Business Casual: The Connected Generation

On the day I went to purchase the fabulous new phone that puts the entire technological world at my fingertips – or will, once I master the intricacies of that teeny little keyboard – and allows me to view Tina Fey’s Saturday Night Live routines via YouTube anytime I need a laugh, I had some backup. Even though the phone was a gift from my husband, for the actual shopping expedition I was accompanied by my daughter and her fiancé, two representatives of the Connected Generation.

These are people who grew up with computers and video games and have never had to reprogram their brains to think of a phone as something that travels around with you rather than a stationary piece of equipment that stays at home while you are out missing calls.

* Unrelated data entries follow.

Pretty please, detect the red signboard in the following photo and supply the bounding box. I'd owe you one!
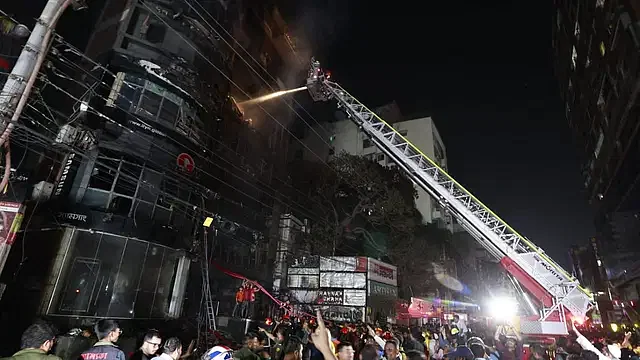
[176,153,196,173]
[0,201,22,245]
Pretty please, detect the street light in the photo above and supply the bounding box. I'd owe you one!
[487,297,518,321]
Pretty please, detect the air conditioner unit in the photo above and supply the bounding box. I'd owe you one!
[31,181,53,201]
[55,124,79,145]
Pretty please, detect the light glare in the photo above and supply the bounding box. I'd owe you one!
[488,297,518,320]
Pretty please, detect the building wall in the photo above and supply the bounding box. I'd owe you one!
[331,117,447,223]
[552,0,640,278]
[0,0,298,324]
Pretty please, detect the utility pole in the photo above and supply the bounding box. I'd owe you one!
[0,0,86,282]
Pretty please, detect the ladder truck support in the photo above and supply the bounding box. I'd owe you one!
[0,0,86,280]
[307,59,594,335]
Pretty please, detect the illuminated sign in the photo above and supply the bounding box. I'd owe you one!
[368,259,398,286]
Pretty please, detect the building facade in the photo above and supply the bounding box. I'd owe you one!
[552,0,640,286]
[3,0,303,334]
[330,103,452,226]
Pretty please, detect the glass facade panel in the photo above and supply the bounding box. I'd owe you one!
[49,231,181,318]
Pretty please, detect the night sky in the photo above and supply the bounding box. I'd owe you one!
[284,0,594,266]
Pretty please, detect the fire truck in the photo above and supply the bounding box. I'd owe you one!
[307,59,595,336]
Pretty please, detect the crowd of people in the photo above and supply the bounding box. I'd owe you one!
[3,313,640,360]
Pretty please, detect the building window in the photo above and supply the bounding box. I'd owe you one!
[556,9,562,29]
[593,129,604,159]
[433,141,445,162]
[114,73,204,144]
[49,230,181,319]
[82,150,181,223]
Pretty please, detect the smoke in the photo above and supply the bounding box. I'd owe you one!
[282,0,350,56]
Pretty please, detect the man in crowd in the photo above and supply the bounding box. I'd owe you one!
[337,341,355,360]
[81,319,126,360]
[233,333,260,360]
[11,323,61,360]
[130,330,162,360]
[152,337,182,360]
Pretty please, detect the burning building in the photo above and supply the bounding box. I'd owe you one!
[3,0,310,340]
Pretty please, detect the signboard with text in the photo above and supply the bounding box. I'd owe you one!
[319,306,364,322]
[316,290,344,305]
[368,259,398,286]
[369,280,398,298]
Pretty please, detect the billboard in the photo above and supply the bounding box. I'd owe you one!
[368,280,398,298]
[290,289,367,306]
[320,272,367,289]
[368,258,398,286]
[320,256,367,272]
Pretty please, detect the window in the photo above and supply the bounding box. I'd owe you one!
[593,129,604,159]
[116,73,204,144]
[556,9,562,29]
[433,141,445,162]
[82,150,178,221]
[50,230,180,318]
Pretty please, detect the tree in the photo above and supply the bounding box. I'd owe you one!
[388,224,451,297]
[293,152,419,255]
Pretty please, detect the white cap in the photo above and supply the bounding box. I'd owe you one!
[607,344,622,359]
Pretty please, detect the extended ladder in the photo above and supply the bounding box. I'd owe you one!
[307,60,593,335]
[200,229,217,330]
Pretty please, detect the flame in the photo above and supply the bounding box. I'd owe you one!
[238,86,307,106]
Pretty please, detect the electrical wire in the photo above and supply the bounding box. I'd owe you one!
[184,0,331,147]
[3,11,400,268]
[47,40,326,216]
[135,2,416,239]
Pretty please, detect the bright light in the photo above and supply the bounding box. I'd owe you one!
[488,297,518,320]
[238,86,307,107]
[571,316,586,326]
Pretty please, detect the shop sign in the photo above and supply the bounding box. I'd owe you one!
[342,289,367,306]
[289,255,320,269]
[368,258,398,286]
[56,212,90,225]
[53,153,80,198]
[320,272,367,289]
[0,201,24,245]
[319,306,364,322]
[369,280,398,298]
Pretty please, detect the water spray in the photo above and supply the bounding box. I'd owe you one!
[238,86,307,106]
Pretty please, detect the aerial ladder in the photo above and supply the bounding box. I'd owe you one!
[307,59,594,336]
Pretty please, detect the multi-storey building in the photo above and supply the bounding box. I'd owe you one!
[3,0,303,334]
[330,103,451,225]
[552,0,640,286]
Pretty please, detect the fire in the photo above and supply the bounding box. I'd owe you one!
[238,86,307,106]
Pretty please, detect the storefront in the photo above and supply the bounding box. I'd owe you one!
[287,256,398,322]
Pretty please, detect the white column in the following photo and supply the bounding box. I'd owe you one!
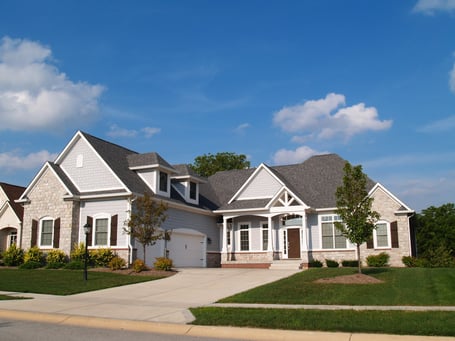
[267,216,273,251]
[221,217,227,253]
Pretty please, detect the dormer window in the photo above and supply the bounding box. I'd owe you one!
[159,171,168,193]
[190,182,197,200]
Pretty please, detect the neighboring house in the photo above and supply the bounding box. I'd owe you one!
[0,182,25,252]
[19,131,413,267]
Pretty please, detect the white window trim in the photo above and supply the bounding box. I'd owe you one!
[318,213,352,251]
[259,221,270,251]
[239,221,251,252]
[373,220,392,249]
[90,213,111,249]
[38,217,55,249]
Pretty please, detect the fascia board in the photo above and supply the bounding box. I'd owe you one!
[368,182,415,213]
[228,163,284,204]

They are savvy and sophisticated and delighted to help initiate a convert into the mysteries of advanced connectivity. And if they were snickering behind my back, they were kind enough and smart enough not to let me catch them.

People who know me well are surprised to learn that I have coveted one of these phones since I saw the first ad and wondered whether the price would come down (fortunately, yes) and whether you had to pass a “cool test” to own one (fortunately, no).

I confess there are times when the possibilities of perpetual connectivity overwhelm me and I long for simpler times and the satisfying whine of a good fax machine. But this looked like an opportunity to ratchet up my technological savvy, which is a good thing, even if it is a bit intimidating. I reminded myself that Barack Obama gets the whole connectivity thing; John McCain doesn’t. And look what happened.

I have no desire to run for office, but I would like to embrace the 21st century – and to have a little fun while I’m doing it.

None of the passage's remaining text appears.